A 31-year-old female was admitted with complaints of intermittent back pain for 1 year, weakness and numbness in left lower limb for 3 weeks. There was no history of trauma or fever. Physical examination revealed mild muscle atrophy, hyporeflexia of the patellar tendon, and decreased sense of joint position in left lower limb. Limping gait was noted in left lower limb. Clinically there were no signs and symptoms suggestive of tuberculosis. Laboratory results including complete hemogram were within normal limits. Chest X-ray and ultrasound abdomen revealed no abnormality. Magnetic Resonance Imaging (MRI) of thoracic spine [Fig.1] showed well defined focal intramedullary oval lesion of size 2.3 (cranio-caudal)x1.0 (anterio-posterior)x1.0 (transverse) cm, involving the thoracic cord at T9 – T10 vertebral level with focal cord expansion at this level. Lesion was isointense to cord on T1-weighted image and hyperintense with central hypointensity on T2-weighted image. On T2-weighted image there was an ill-defined hyperintense signal within the cord extending superiorly upto T2 vertebral level and inferiorly upto conus suggestive of cord oedema. After gadopentetate dimeglumine administration, homogenous moderate enhancement was observed in the lesion on T1-weighted post contrast study. No meningeal enhancement, epidural collections or other focal lesions were seen. The vertebrae exhibited normal marrow signal intensity. With the above imaging characteristics of intramedullary lesion, differential diagnosis of tuberculous granuloma, ependymoma and glioma were suggested. Patient underwent laminectomy with open biopsy. Pathological examination showed multiple epitheloid granulomas with langerhans type giant cells, surrounded by lymphocytes and plasma cells suggesting granulomatous inflammation. Hence patient was started on anti tuberculous therapy. Patient was clinically relieved from back pain with normal power and sensation in left lower limb during the course of antituberculous therapy. Follow up MRI of thoracic spine [Fig.2] done after 4 months showed small residual focal intramedullary lesion at T9-T10 vertebral level, measuring 1.5 (cranio-caudal)x0.7 (anterio-posterior)x0.7 (transverse) cm. Post contrast images showed  mild heterogenous enhancement of the lesion [Fig.3]. No other focal lesions or meningeal enhancement were seen.

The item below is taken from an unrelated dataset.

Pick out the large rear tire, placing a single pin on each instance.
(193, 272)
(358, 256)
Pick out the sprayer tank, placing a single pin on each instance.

A 31-year-old male was admitted with complaints of intermittent back pain for four months. There was no history of weakness in lower limbs, trauma or fever. Physical examination showed only mild tenderness in lower segment of thoracic spine. All the four limbs showed normal reflexes without any muscle atrophy. Clinically there were no signs and symptoms suggestive of tuberculosis. Laboratory results including complete hemogram were within normal limits. Chest X-ray and ultrasound abdomen revealed no abnormality. Magnetic Resonance Imaging (MRI) of thoraco-lumbar spine showed a well-defined rounded intramedullary lesion, in distal thoracic cord near conus medullaris at T11-T12 level [Fig.4].  It measured 1.3 (cranio-caudal)x1.3 (anterio-posterior)x1.1 (transverse) cm in size. Lesion was iso-intense to cord on T1-weighted image, hyperintense with central hypointensity on T2-weighted image with perilesional edema in the distal cord extending from T10 to conus. After gadopentetate dimeglumine administration, intense peripheral enhancement with small central non-enhancing area was observed in the lesion on T1-weighted post contrast image. Mild leptomeningeal enhancement was also noted around the distal cord and conus. With the above imaging characteristics of intramedullary lesion and leptomeningeal enhancement, diagnosis of tuberculous granuloma was suggested. Patient was started on anti tuberculous treatment. Patient was clinically relieved from back pain within six weeks. Follow- up MRI study done two months after first study, revealed significant reduction in size of the intramedullary lesion to 0.8 (cranio-caudal)x0.7 (anterio-posterior)x0.6 (transverse) cm, as compared to previous study [Fig.5]. Post contrast images showed mild heterogenous enhancement of the lesion with resolution of perilesional edema and no abnormal meningeal enhancement [Fig.6]. 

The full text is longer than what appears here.